John gaped. When he finally managed to compose himself he asked, “How old are you again?”
Sherlock held his chin high. The dignity of it was slightly lessened by the bunny ears, “Eleven.”
“That was amazing. It would’ve been amazing if you were a hundred. It’s extra amazing that you’re an underclassman.”
Sherlock looked surprised, and then a little bit pleased.
John was beaming, “It was especially impressive because it’s such a muggle skill.”
“What?! No it’s-” Sherlock was taken aback.
“I didn’t mean it as something bad!” John quickly corrected, “Sorry. I forget how those from magical families can take that kind of thing,” John paused, “Which is a bit insulting, by the way. Just, you know, as a muggle-born.”
Sherlock didn’t register the disdain in John’s voice, instead just registering new information, “You’ve heard of the Holmes family, then?”
“What? No. Just, your name. Sherlock. It’s not exactly a common muggle name, is it?”
“I wouldn’t actually know. I’m not all that familiar with the muggle world.”
“Oh,” John looked down and spoke almost to himself, “That’s a shame.” He looked up at Sherlock, “All I meant was it’s cool that you have this thing you can do that doesn’t require magic. Lots of magical people think that if it doesn’t take magic, it must not be meaningful. I... it’s nice that you don’t think that way.”
Sherlock shuffled uncomfortably in his bed, “Who were you trying to impress? When you fell.”
“Oh. Yeah, that.” John looked suddenly sheepish, “I was just trying to get one over on Harry.”
“Potter?” Sherlock sat up a little.
“Oh! No. Harriet. My sister. She’s a seventh year. I always forget that she goes by Harriet while at school to avoid being mixed up with ‘the more famous one’. At home she’s just Harry.”
The conversation flowed, if not easily then at least comfortably, from there. “I hate Umbridge. It’s so dull! I want to do things,” Sherlock opined, while John told him, “I feel bad. My first year I had Lupin. He was brilliant! We got to do all kinds of practical stuff they aren’t teaching any more.” John regaled Sherlock with stories of his parents’ confusion at the things he and Harriet could do as children, and Sherlock told of his longstanding rivalry with Mycroft, and they both laughed.
Too soon, Madam Pomfrey had returned, “This isn’t exactly relaxing and behaving.” Sherlock and John both swiftly laid back in their beds and looked innocent.
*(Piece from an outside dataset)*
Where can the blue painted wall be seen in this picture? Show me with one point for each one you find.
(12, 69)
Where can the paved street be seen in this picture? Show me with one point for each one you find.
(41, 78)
Madam Pomfrey cocked an eyebrow, “Watson, how’re you feeling?”
John had completely forgotten about his injuries. He tested his arm and twisted his torso, “No pain.”
Madam Pomfrey removed his bandages and made him test his mobility more fully. John gave it his full attention. After confirming his restored health, Madam Pomfrey kicked him from the hospital wing, lecturing him to be more careful.
“You,” she said to Sherlock, “should really take a nap. You’re body’s going to have to put in some effort to eliminate those ears.”
Sherlock took her advice.
Several hours later, most of Ravenclaw house was trapped outside of their common room. Dumbledore had to be called in to help. The eagle was miffed; it was certain Sherlock would have solved this one by now. Dumbledore gave it a stern, if understanding, talking to. Sherlock would notice, later, that the eagle’s puzzles were never quite as good as they used to be, but he wouldn’t guess why.